Title: Revolt in 2100
Author: Robert A. Heinlein
Genre: Science fiction
Publication date: 1954

This is actually a collection of three stories: "If This Goes On--" is a short novel, originally published as a serial in Astounding Science Fiction; Coventry is short story, which I believe is original to this collection; and Misfit is a short story that originally appeared in a 1939 issue of Astounding Science Fiction.

Revolt in 2100 isn't actually a book you need to buy. It was the third in the Future History series, and all of these stories have since been collected in a rather large book entitled The Past Through Tomorrow.

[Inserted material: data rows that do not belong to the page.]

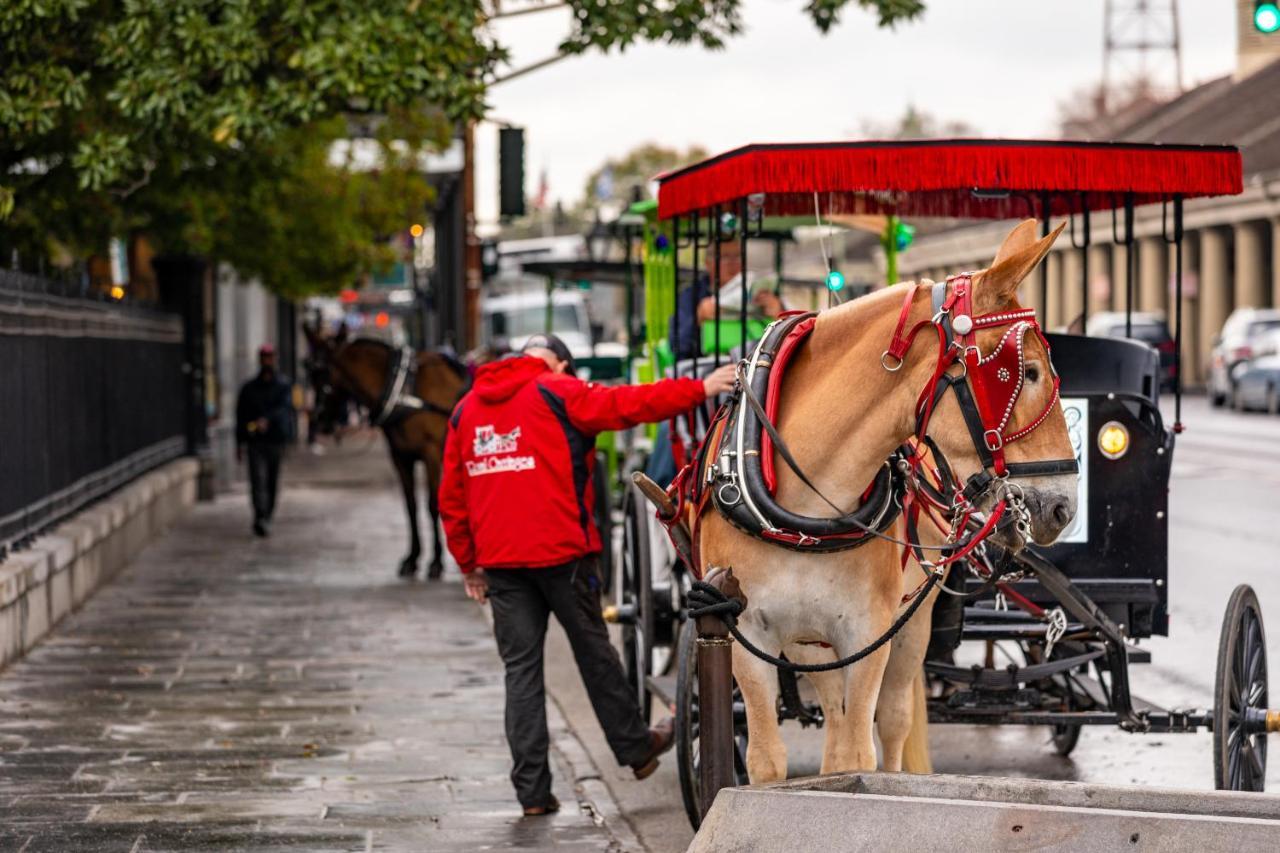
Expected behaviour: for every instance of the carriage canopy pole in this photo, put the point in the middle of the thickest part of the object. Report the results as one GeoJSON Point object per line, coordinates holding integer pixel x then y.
{"type": "Point", "coordinates": [716, 748]}
{"type": "Point", "coordinates": [1175, 240]}
{"type": "Point", "coordinates": [1045, 217]}
{"type": "Point", "coordinates": [1083, 246]}
{"type": "Point", "coordinates": [714, 288]}
{"type": "Point", "coordinates": [1130, 264]}
{"type": "Point", "coordinates": [744, 220]}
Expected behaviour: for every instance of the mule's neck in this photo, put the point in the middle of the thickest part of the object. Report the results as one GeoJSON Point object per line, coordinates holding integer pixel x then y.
{"type": "Point", "coordinates": [841, 411]}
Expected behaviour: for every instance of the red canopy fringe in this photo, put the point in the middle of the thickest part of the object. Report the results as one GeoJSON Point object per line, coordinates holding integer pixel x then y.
{"type": "Point", "coordinates": [936, 178]}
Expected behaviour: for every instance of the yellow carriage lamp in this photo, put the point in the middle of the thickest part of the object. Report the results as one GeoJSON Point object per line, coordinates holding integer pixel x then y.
{"type": "Point", "coordinates": [1114, 439]}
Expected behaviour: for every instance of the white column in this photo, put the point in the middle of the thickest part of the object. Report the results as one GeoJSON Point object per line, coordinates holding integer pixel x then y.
{"type": "Point", "coordinates": [1251, 265]}
{"type": "Point", "coordinates": [1152, 274]}
{"type": "Point", "coordinates": [1070, 300]}
{"type": "Point", "coordinates": [1215, 283]}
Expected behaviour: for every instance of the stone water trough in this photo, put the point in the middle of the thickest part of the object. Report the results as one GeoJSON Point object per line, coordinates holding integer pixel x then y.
{"type": "Point", "coordinates": [878, 812]}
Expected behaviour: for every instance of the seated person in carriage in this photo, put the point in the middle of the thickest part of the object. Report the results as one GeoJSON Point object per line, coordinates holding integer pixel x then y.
{"type": "Point", "coordinates": [516, 501]}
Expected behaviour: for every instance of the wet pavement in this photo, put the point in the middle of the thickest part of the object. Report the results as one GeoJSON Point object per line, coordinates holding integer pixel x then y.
{"type": "Point", "coordinates": [1224, 530]}
{"type": "Point", "coordinates": [233, 693]}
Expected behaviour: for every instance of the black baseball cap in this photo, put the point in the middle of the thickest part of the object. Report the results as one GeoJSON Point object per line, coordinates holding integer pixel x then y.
{"type": "Point", "coordinates": [543, 341]}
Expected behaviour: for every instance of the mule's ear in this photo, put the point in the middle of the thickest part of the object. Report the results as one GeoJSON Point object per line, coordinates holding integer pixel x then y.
{"type": "Point", "coordinates": [1016, 258]}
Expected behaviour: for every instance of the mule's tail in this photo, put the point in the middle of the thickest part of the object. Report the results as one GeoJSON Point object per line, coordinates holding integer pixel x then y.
{"type": "Point", "coordinates": [915, 751]}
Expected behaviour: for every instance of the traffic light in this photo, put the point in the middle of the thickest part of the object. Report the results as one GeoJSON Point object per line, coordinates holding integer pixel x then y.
{"type": "Point", "coordinates": [1266, 17]}
{"type": "Point", "coordinates": [511, 172]}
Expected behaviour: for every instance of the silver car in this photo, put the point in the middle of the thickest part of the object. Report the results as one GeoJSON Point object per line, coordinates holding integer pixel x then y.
{"type": "Point", "coordinates": [1235, 343]}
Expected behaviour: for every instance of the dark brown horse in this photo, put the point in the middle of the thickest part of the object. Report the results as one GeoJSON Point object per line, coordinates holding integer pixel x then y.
{"type": "Point", "coordinates": [408, 396]}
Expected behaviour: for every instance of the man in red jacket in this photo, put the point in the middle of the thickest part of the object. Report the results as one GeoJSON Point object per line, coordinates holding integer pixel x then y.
{"type": "Point", "coordinates": [517, 506]}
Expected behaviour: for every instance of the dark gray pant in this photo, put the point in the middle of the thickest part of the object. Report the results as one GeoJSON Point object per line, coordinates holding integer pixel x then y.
{"type": "Point", "coordinates": [522, 598]}
{"type": "Point", "coordinates": [264, 475]}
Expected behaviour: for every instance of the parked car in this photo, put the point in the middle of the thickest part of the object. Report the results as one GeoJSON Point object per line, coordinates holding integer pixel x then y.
{"type": "Point", "coordinates": [1148, 328]}
{"type": "Point", "coordinates": [1257, 381]}
{"type": "Point", "coordinates": [515, 316]}
{"type": "Point", "coordinates": [1235, 343]}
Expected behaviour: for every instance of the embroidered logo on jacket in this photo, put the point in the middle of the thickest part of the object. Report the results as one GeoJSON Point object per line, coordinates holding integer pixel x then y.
{"type": "Point", "coordinates": [490, 443]}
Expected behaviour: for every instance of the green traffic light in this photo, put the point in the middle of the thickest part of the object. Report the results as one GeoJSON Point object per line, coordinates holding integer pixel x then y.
{"type": "Point", "coordinates": [1266, 17]}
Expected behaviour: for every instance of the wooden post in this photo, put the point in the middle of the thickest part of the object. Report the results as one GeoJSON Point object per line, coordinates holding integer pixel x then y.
{"type": "Point", "coordinates": [716, 694]}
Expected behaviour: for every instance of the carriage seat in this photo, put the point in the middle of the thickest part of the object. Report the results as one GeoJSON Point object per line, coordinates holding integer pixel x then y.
{"type": "Point", "coordinates": [1091, 366]}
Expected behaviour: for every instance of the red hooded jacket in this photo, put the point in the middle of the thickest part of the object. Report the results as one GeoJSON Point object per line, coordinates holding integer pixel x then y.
{"type": "Point", "coordinates": [517, 460]}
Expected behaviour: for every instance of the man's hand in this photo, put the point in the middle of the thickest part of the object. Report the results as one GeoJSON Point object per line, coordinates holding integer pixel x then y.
{"type": "Point", "coordinates": [476, 585]}
{"type": "Point", "coordinates": [720, 381]}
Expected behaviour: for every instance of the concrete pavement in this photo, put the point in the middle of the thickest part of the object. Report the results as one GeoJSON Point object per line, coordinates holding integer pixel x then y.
{"type": "Point", "coordinates": [292, 693]}
{"type": "Point", "coordinates": [1224, 529]}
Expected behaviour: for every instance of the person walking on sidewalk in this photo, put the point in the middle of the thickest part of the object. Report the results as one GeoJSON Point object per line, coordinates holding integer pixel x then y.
{"type": "Point", "coordinates": [264, 423]}
{"type": "Point", "coordinates": [516, 501]}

If you are a fan of Heinlein's novels but not his short stories, it's worth getting this book just for "If This Goes On--". Here's a quick review of the contents of the book I have before me:

Revolt in 2100

The Innocent Eye: An Introduction by Henry Kuttner

Even if you are a fan of Henry Kuttner (I am), it's probably not worth reading the introduction. It has no real content, except to explain that Heinlein is a great writer because he has an excellent sense of the human experience and he's a great story teller. I mention it only because this, along with the postscript, are the only elements of this book that do not also appear in The Past Through Tomorrow. Unfortunately I do not know what year the forward was written, and I don't know if it appears in all editions.

"If This Goes On--"

This is as close a look at the theocratic dictatorship started by Nehemiah Scudder as we ever get to see. (Although For Us, The Living gives more background on Scudder himself, it gives a completely different timeline; FU,TL is not officially part of the Future History). It takes place about three generations after the reign of Scudder, but the tyranny of the Prophets still rules the land in an iron grip. While this is the revolt referred to in the anthology's title, it actually takes place a little before 2100, although an exact date is not given.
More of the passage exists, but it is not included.